Miscellaneous Jargon

We’ve had lots on bad business jargon in this space, but other fields of endeavour have also been polluting the language.

Surface
This is from the world of technology, a jargon-generator if ever there was one.

As in This AI solution will surface all the relevant case law.

Please, techies, stop calling every product or service a solution for one thing; but also, stop using the verb surface in this way.

Things surface, but one does not generally surface things. Here, it means nothing more than plain old find.

Just say that.

Transparency
Blame NGOs and civil servants for this one, I think.

It was once a vivid metaphor to describe a refreshing new approach to government (or business, or what have you) that has nothing to hide.

It’s tired now (1,579,993 hits on the Government of Canada website!) – and in this new world of big data, we are all probably sceptical of the claim anyway.

Why not say opennesscandour or even honesty?

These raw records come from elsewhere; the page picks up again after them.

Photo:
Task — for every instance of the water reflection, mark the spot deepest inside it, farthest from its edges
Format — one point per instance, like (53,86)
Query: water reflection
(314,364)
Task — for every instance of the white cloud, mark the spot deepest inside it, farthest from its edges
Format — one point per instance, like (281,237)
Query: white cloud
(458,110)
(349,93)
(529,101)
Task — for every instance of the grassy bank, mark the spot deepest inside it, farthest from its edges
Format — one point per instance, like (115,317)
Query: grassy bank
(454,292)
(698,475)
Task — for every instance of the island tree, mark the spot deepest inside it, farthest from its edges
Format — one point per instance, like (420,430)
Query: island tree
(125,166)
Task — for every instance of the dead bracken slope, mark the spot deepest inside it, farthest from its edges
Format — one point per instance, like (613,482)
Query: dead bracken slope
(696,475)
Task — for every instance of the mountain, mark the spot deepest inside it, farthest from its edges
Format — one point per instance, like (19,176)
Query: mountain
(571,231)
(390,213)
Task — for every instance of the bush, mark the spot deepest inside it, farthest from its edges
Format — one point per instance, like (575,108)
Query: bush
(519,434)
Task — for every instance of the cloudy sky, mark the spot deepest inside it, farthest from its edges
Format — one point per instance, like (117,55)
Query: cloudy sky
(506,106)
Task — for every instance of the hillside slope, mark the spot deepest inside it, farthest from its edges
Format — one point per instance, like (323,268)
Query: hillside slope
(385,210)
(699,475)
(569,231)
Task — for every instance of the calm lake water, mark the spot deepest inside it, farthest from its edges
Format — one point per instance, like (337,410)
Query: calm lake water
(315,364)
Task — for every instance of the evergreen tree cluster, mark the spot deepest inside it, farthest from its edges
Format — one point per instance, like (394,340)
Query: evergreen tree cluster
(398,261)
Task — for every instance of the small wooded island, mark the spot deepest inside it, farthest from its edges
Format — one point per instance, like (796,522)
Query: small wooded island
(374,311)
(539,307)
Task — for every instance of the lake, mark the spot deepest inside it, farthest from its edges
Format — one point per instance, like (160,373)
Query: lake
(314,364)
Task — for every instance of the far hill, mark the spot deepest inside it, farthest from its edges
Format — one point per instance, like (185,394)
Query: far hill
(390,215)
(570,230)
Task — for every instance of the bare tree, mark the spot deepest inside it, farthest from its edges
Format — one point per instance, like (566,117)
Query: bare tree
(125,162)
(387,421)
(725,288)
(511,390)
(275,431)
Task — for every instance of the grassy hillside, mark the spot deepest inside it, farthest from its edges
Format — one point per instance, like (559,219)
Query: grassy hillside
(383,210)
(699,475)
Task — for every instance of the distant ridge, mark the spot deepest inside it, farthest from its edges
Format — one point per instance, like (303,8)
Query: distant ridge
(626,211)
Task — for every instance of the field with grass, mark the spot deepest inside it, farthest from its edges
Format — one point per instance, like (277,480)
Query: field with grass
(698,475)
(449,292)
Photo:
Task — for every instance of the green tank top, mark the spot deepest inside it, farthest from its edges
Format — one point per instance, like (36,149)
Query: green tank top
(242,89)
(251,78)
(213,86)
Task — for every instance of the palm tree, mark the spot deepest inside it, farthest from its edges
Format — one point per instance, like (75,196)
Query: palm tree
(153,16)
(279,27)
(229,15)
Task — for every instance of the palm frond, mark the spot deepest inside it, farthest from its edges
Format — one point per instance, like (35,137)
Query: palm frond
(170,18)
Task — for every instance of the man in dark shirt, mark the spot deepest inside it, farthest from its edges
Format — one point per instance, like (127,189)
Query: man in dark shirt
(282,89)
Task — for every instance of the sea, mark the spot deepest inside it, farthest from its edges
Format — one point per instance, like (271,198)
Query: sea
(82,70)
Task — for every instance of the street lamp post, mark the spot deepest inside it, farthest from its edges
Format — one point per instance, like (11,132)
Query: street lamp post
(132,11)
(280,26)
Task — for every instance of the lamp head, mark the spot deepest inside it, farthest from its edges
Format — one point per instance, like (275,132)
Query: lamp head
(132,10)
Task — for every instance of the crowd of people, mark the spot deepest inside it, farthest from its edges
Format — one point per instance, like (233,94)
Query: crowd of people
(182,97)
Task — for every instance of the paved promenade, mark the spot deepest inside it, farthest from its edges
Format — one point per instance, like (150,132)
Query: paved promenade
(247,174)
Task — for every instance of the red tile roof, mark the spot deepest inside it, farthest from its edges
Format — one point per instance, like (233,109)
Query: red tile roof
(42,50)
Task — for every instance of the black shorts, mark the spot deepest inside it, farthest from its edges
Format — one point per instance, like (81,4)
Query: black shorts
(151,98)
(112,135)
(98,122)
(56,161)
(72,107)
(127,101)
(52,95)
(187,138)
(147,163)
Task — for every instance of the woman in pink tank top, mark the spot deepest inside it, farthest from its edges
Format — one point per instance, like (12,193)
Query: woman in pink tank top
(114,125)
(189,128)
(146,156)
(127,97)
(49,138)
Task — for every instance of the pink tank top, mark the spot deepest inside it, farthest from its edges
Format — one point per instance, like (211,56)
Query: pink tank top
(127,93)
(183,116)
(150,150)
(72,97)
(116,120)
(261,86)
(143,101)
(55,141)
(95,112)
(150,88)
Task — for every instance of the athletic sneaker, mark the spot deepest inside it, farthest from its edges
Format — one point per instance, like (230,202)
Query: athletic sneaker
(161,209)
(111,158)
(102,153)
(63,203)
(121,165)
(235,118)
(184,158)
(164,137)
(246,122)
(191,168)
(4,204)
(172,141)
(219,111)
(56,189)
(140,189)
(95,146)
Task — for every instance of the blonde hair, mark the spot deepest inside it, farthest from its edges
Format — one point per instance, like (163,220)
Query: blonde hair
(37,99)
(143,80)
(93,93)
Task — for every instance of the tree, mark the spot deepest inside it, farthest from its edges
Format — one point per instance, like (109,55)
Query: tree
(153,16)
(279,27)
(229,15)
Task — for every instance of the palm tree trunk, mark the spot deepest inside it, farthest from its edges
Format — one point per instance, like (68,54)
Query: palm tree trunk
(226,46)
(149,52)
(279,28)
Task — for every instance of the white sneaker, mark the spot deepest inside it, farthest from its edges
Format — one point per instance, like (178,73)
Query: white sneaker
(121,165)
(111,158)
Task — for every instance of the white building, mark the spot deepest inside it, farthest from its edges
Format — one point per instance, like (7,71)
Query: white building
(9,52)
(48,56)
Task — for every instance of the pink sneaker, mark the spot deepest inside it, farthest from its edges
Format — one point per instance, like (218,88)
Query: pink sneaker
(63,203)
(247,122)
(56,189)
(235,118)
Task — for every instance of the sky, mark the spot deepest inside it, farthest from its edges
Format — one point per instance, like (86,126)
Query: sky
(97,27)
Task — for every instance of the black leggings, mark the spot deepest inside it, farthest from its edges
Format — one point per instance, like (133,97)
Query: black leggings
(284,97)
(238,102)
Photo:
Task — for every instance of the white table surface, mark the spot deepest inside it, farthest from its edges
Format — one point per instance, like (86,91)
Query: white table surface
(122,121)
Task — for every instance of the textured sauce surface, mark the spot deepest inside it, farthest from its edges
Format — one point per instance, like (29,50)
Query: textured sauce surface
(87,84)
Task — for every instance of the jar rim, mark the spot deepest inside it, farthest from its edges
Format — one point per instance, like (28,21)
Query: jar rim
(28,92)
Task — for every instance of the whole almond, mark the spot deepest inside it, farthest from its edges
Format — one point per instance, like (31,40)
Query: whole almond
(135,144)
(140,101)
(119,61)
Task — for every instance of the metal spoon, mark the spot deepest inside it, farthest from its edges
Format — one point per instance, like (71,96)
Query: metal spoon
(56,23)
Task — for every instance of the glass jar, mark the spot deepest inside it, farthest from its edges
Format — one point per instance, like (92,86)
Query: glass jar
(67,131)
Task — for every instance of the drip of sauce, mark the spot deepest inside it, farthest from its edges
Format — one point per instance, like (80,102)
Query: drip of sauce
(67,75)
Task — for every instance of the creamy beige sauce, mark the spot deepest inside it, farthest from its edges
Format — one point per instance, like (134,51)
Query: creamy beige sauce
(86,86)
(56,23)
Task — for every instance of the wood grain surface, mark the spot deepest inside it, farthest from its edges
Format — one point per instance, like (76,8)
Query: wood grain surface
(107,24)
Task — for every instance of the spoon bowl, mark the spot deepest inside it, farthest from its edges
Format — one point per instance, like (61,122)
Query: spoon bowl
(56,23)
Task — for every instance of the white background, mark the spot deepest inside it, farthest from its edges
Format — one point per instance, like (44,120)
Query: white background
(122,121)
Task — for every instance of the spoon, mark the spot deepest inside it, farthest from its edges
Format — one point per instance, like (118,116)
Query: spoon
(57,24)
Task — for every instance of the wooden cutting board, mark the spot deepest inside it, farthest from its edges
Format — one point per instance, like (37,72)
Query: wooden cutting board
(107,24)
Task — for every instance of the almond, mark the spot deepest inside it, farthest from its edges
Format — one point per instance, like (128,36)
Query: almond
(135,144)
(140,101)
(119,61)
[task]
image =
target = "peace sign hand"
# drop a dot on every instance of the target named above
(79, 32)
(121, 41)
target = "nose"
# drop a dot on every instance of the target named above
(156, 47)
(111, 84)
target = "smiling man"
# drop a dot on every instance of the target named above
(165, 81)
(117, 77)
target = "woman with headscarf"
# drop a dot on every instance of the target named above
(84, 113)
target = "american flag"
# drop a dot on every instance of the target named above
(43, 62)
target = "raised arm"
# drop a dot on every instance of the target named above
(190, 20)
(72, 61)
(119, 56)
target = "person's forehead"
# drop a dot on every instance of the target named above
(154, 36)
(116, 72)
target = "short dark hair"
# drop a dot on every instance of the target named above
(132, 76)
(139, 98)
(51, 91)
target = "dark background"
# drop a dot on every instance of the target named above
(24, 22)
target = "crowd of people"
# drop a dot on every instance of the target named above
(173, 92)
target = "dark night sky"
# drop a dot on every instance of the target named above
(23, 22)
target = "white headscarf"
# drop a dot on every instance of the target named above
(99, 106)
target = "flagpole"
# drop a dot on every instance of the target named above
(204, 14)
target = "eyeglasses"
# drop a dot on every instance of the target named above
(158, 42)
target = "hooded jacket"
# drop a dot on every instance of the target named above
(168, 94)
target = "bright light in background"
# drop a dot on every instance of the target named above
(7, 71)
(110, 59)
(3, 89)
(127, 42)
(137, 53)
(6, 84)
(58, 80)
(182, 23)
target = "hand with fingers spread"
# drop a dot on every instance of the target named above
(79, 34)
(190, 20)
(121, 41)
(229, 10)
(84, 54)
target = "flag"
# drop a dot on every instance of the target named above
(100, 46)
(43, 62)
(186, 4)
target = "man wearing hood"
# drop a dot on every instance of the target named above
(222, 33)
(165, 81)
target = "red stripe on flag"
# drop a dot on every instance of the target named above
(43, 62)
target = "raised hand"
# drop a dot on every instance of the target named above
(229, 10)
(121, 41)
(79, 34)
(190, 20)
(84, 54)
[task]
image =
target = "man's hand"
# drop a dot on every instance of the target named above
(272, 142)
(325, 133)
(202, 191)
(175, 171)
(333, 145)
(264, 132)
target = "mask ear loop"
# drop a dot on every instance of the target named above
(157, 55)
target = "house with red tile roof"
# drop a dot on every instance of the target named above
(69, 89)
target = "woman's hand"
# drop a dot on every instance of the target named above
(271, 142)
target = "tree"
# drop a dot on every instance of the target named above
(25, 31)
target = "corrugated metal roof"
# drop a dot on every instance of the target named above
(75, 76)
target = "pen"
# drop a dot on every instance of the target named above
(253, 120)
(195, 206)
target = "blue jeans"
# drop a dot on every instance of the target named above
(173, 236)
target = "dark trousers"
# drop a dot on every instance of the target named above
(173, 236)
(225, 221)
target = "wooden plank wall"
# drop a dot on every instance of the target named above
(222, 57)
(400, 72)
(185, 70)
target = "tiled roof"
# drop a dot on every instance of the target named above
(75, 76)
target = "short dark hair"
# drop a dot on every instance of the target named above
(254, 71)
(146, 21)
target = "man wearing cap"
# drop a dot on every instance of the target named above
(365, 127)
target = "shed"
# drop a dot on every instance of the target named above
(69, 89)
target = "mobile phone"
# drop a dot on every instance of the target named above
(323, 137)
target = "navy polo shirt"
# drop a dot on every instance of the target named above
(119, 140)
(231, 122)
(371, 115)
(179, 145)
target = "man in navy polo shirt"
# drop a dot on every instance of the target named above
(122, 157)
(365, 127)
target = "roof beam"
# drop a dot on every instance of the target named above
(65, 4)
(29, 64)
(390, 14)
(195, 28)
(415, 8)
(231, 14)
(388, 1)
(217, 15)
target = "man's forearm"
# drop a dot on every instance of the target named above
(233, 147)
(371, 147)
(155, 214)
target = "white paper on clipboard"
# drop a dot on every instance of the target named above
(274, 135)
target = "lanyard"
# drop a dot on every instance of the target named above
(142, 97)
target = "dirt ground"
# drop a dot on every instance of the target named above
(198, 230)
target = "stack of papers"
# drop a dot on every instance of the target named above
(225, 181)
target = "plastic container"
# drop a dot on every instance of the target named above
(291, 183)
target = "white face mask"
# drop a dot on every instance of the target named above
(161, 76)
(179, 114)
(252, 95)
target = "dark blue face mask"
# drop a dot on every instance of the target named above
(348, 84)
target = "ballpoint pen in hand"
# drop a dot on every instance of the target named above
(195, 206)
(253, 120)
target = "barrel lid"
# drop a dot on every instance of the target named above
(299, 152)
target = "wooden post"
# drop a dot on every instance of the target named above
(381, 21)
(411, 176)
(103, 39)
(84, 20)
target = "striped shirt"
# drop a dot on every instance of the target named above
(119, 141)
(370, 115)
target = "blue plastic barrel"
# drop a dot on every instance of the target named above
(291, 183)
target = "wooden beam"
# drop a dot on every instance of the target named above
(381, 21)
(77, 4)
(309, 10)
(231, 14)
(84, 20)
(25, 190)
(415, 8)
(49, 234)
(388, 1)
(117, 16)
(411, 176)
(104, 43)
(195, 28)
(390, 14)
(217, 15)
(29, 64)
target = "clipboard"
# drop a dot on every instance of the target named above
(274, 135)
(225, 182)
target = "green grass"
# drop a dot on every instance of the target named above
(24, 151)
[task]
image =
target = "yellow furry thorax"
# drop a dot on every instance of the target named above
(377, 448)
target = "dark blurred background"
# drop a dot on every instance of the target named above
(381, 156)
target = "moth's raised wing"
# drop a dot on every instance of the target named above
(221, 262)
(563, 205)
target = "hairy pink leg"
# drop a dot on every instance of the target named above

But perhaps that is the point: things aren’t hidden, exactly, but do they fall somewhere short of complete disclosure?

Wellness
If my hunch about transparency being almost-but-not-quite-honesty is correct, wellness is definitely along the same lines.

It isn’t the same as health, with which it is often twinned but thereby juxtaposed: see, for example, https://www.studentlife.utoronto.ca/hwc/contact-us

Promoters of wellness may say the concept is meant to seem wider and more holistic than health (holistic being a New Age sort of word from the 1930s that I don’t much like either).

I suspect the underlying rationale is that wellness is often the domain of the unlicensed; and the standard by which it is assessed is more subjective, more nebulous.

And therefore intended to be less susceptible to litigation?